Mills Community Cluster used to process 8 million speed measurements in DelDOT statewide speed survey

Presenter: David Racca, Policy Scientist in CADSR will present for the research team of Edward Ratledge, Director of CADSR (Center for Applied Demography and Survey Research)

David Racca, policy scientist at University of Delaware’s Center for Applied Demography and Survey Research (CADSR), led the September session of the High Performance Computing (HPC) Symposium Series on June 23. Racca’s presentation focused on one of CADSR’s recent projects, where Edward Ratledge’s research team used the Mills Community Cluster to process and analyze upwards of 10 million pieces of Delaware GPS travel-data per month, including location, speed, and “travel way” measurements.

Racca began the presentation by explaining that CADSR’s primary mission is to ensure that data and information regarding important public policy issues is actively developed and made readily available. One way the Center is doing that is by working with DelDOT to collect, process, and analyze the GPS signals sent from over 2,400 state owned and operated vehicles in order to develop a statewide travel speed survey. The data will be used in many applications like identifying problematic intersections, evaluating travel times through Delaware corridors, and understanding the relationship between land use and road performance.

The research team quickly realized that processing the data using personal computers was not going to cut it. It took the team’s PCs three-days to process just five-days worth of GPS travel-data. At that rate, it’d be impossible to process the millions upon millions of DelDOT data going back to 2007.

Instead, the team used the Mills Community Cluster with custom-developed Python scripts to handle the massive quantity of data. With their new system, one-week’s worth of data could be processed in just two-days—increasing processing time tenfold.

The system works by capturing raw GPS data from Networkfleet’s server and then creating GIS (geographic information system) files based on the data. Custom Python code then references the ArcPy library, which contains a large set of GIS processing functions. The code then processes and analyzes the data by running it through ArcGIS software on the Mills cluster. Using this process, the software can find paths between GPS readings, interpolate speeds, build specific “trips,” and screen for errors and anomalies. The team was able to run and time the jobs in batches, which kept the process going smoothly.

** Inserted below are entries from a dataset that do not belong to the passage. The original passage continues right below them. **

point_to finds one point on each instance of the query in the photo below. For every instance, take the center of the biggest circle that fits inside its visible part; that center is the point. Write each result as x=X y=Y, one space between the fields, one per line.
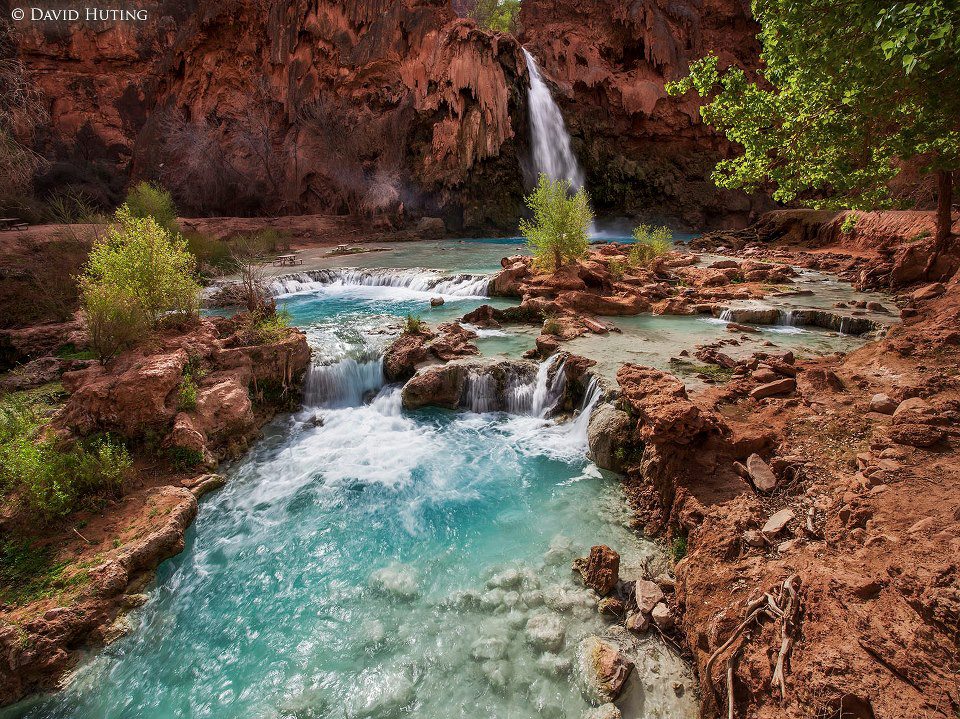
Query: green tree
x=558 y=232
x=650 y=243
x=497 y=15
x=845 y=91
x=137 y=275
x=148 y=200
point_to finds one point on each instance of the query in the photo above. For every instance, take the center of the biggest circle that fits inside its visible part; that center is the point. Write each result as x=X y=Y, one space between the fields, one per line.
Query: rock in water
x=600 y=570
x=771 y=389
x=608 y=435
x=763 y=478
x=603 y=669
x=605 y=711
x=648 y=595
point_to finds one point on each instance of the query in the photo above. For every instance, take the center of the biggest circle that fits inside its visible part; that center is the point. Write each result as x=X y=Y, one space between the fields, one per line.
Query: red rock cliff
x=370 y=106
x=388 y=108
x=643 y=152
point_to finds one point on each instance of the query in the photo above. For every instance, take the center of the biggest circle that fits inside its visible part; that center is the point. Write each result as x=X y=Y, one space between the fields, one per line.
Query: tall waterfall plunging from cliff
x=552 y=154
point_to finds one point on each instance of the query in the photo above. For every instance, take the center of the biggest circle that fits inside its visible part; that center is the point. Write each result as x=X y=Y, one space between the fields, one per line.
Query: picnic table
x=283 y=260
x=12 y=223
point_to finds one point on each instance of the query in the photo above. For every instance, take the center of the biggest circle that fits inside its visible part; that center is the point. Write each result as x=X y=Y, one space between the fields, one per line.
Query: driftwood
x=781 y=603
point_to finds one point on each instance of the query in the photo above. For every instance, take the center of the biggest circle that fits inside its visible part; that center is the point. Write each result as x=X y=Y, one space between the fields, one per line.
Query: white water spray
x=552 y=154
x=415 y=280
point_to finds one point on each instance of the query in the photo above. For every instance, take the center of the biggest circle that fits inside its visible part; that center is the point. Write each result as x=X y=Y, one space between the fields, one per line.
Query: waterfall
x=520 y=394
x=577 y=429
x=551 y=142
x=417 y=280
x=343 y=383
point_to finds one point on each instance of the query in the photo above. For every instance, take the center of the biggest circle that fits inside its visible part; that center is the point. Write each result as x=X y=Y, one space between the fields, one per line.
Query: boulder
x=648 y=594
x=882 y=403
x=638 y=622
x=660 y=401
x=404 y=355
x=600 y=570
x=771 y=389
x=608 y=435
x=916 y=435
x=662 y=616
x=604 y=711
x=761 y=476
x=603 y=669
x=777 y=523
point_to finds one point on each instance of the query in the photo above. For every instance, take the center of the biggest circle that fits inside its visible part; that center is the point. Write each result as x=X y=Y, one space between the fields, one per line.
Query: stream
x=366 y=561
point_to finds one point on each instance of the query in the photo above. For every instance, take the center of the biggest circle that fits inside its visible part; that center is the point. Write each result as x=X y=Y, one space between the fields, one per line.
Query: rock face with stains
x=388 y=108
x=609 y=62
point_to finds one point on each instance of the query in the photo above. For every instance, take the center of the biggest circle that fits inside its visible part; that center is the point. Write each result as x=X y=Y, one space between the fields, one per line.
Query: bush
x=849 y=223
x=650 y=243
x=497 y=15
x=148 y=200
x=51 y=482
x=552 y=326
x=137 y=275
x=617 y=268
x=561 y=220
x=413 y=325
x=187 y=395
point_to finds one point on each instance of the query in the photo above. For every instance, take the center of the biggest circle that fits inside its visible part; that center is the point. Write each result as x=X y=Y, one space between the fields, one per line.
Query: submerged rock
x=603 y=669
x=600 y=570
x=545 y=631
x=608 y=435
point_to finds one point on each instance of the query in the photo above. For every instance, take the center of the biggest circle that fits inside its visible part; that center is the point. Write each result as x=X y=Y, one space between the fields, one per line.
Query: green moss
x=29 y=572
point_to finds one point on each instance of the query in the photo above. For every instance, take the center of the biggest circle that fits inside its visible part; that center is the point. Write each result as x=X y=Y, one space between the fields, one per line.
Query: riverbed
x=366 y=561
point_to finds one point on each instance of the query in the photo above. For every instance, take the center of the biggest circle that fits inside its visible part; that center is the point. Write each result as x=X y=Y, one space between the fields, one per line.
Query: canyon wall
x=644 y=153
x=386 y=108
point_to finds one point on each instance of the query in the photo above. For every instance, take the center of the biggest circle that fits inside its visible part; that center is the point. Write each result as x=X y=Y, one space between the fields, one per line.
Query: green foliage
x=845 y=90
x=148 y=200
x=678 y=548
x=28 y=572
x=187 y=394
x=650 y=243
x=552 y=326
x=183 y=458
x=497 y=15
x=849 y=223
x=137 y=275
x=617 y=267
x=51 y=481
x=558 y=232
x=413 y=325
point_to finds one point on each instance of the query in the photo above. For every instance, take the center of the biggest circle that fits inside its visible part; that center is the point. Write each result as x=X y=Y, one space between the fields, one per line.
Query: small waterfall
x=417 y=280
x=480 y=392
x=343 y=383
x=552 y=154
x=549 y=388
x=577 y=429
x=519 y=394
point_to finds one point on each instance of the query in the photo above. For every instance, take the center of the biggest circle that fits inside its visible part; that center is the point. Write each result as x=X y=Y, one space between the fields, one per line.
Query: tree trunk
x=944 y=217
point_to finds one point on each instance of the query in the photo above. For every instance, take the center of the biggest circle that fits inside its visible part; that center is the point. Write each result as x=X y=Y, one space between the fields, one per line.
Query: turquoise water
x=364 y=561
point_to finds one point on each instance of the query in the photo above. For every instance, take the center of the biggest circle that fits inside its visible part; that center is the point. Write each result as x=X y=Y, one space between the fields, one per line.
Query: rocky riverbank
x=99 y=561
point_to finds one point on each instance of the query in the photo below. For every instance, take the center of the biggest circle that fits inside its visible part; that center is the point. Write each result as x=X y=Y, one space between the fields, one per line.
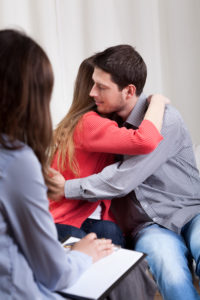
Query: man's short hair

The system uses a non-parallel process since ArcGIS doesn’t currently support parallel processing, however the team thinks it is feasible to one day replace the Arc functions with other programmed functions to allow for it. Algorithms would be used to optimize paths on the link/node network.

GIS file processing on the Mills cluster could eventually be used for displaying other data sets like employment, property value, and accessibility. Mills’ sheer power allows for numerous applications yet to be imagined. The group also looks forward to using their nodes on Farber to compute this data.